Like its Bridgetown counterpart, Ballybeg, in which the de Roches also had a part in its foundation and endowment, was probably held from the de Barrys in frankalmoign and included rights such as gallows and baronial courts for all contentious issues and pleas arising on the abbey's domain among its tenants and bondsmen, excepting those reserved to the crown. Alexander fitz Hugh de la Roche enfeoffed his nephew Maurice le Fleming with the western part of Fermoy. This Maurice le Fleming gave two carucates of land for the foundation of Bridgetown Abbey, while his grandson William Fitz Richard de Barry, granted the church of Cahirduggan to the Priory of Ballybeg by charter perfected on 28 September 1273.

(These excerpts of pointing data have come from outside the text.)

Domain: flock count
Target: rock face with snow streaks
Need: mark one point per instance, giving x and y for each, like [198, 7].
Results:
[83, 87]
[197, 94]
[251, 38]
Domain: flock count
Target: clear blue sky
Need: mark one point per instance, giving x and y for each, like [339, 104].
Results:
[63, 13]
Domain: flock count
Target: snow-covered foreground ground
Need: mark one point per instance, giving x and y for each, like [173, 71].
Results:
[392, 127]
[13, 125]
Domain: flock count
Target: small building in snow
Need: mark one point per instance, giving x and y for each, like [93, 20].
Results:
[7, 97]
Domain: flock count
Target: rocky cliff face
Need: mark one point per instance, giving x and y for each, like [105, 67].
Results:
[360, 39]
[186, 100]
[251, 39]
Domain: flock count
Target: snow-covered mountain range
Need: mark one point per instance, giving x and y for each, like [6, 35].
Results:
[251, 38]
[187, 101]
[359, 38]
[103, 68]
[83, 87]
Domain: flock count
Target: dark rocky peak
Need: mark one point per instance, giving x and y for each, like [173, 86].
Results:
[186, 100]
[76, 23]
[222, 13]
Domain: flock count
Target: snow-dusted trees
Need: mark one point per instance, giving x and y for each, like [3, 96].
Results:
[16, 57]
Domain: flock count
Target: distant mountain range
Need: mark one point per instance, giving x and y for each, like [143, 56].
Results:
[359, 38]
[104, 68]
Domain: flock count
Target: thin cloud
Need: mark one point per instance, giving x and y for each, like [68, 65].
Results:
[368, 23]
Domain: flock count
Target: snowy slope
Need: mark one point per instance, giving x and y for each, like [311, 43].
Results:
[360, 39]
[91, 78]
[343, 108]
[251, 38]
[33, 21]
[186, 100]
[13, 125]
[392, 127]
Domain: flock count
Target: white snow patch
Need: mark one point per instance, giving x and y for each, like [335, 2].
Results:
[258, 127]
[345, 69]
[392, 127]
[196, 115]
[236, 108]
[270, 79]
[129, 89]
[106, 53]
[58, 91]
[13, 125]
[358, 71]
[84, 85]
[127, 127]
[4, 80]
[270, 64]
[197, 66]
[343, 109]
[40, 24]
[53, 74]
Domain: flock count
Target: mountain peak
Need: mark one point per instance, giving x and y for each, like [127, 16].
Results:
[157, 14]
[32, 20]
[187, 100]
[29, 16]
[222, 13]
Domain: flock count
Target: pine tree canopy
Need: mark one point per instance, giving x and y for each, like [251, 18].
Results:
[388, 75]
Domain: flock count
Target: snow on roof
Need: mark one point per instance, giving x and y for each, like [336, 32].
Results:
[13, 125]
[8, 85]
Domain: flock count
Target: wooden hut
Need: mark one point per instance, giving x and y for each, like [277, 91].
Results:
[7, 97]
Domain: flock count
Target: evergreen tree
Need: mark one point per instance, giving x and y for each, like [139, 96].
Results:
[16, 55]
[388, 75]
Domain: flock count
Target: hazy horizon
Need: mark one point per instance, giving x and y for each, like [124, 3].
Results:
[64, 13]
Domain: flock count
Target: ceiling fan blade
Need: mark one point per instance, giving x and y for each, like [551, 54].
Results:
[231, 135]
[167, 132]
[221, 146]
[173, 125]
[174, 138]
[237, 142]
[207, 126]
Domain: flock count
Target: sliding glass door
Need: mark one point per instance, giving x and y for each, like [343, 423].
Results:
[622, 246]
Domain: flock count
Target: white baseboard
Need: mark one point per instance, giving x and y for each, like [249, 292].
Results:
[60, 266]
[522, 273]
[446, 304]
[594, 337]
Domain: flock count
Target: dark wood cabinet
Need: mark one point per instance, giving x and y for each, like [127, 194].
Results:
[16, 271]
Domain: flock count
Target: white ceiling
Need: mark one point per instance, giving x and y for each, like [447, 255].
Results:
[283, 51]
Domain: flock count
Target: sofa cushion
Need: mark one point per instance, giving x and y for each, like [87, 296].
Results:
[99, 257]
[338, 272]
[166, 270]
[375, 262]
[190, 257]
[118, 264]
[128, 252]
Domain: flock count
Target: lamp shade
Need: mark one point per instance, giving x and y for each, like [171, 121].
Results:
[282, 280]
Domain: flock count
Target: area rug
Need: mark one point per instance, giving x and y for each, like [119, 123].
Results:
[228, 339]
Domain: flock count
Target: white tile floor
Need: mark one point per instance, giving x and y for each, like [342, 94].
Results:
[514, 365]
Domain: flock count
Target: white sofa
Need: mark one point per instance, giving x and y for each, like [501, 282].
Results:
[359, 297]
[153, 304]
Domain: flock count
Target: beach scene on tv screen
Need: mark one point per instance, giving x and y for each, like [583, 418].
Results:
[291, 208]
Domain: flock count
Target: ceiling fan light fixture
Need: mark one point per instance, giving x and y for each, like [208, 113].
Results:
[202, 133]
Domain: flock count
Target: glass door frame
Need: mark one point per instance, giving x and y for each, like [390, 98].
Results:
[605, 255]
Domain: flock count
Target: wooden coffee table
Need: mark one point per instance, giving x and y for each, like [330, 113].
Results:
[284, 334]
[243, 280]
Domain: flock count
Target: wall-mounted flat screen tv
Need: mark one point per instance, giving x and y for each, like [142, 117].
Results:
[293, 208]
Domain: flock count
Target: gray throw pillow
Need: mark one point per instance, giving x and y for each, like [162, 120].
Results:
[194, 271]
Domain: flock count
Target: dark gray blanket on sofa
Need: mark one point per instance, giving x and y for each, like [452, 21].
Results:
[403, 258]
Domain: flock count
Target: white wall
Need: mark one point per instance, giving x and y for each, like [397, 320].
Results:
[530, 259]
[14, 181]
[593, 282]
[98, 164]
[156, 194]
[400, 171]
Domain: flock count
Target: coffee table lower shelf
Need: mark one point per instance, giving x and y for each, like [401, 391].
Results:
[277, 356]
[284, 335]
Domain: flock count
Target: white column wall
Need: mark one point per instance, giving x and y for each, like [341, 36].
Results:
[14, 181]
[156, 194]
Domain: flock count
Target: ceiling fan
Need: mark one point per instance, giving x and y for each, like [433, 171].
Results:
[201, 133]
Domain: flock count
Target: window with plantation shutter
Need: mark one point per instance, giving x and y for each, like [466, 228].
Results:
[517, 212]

By the time of the priory's suppression tempore Henry VIII, the endowments of this house amounted to a demesne of some 60 acre of arable land, 40 of pasture together with the priory buildings, church and cemetery. The priory also possessed 120 acre of land in the townsland of Ballybeg and the following appropriated rectories: Ballybeg, Kilkeran, Ardosoyll and Rathbarry, Ballycloghie and Ballycastell, Drusmallyny in McWilliam country, Carryketwohill, Castleheghan, Kilcoryhin, Kilmallaghe, Rossaghe, Downeraghill and Caherdowgan. All of these, with the exception of Drusmallyny (the modern Crossmolina in County Mayo) were to be found in the territories of Olethan and Muscrydonegan, the ancient cantreds conquered by the Barrys. In the confiscations tempore Elizabeth I, the property of the priory of Ballybeg passed into the hands of the Master of Ordinance, Sir George Bouchier. In the reign of James I, the patentees of the property of the Austine Canons of Ballybeg were Elizabeth Norreys, daughter of the Lord President of Munster Thomas Norreys, Sir John Jephson and Sir David Norton. In the Cromwellian period, John Norcote was sent by the Commonwealth to be minister at Mallow. His son, William, came into the possessions of the Priory in the last quarter of the seventeenth century and was registered as owner of the townslands of Lagg, Ballybeg and Old Grange. The last recorded titular Prior of Ballybeg was John Baptist Sleyne (1635–1712), Bishop of Cork and Cloyne, who died in exile at Lisbon. "To-day, oxen and asses rest and ruminate under the shadow of the church of the Austins of Ballybeg, the stone coffins of the monks their watering troughs, and the tombs where rest the bones of abbots their byres".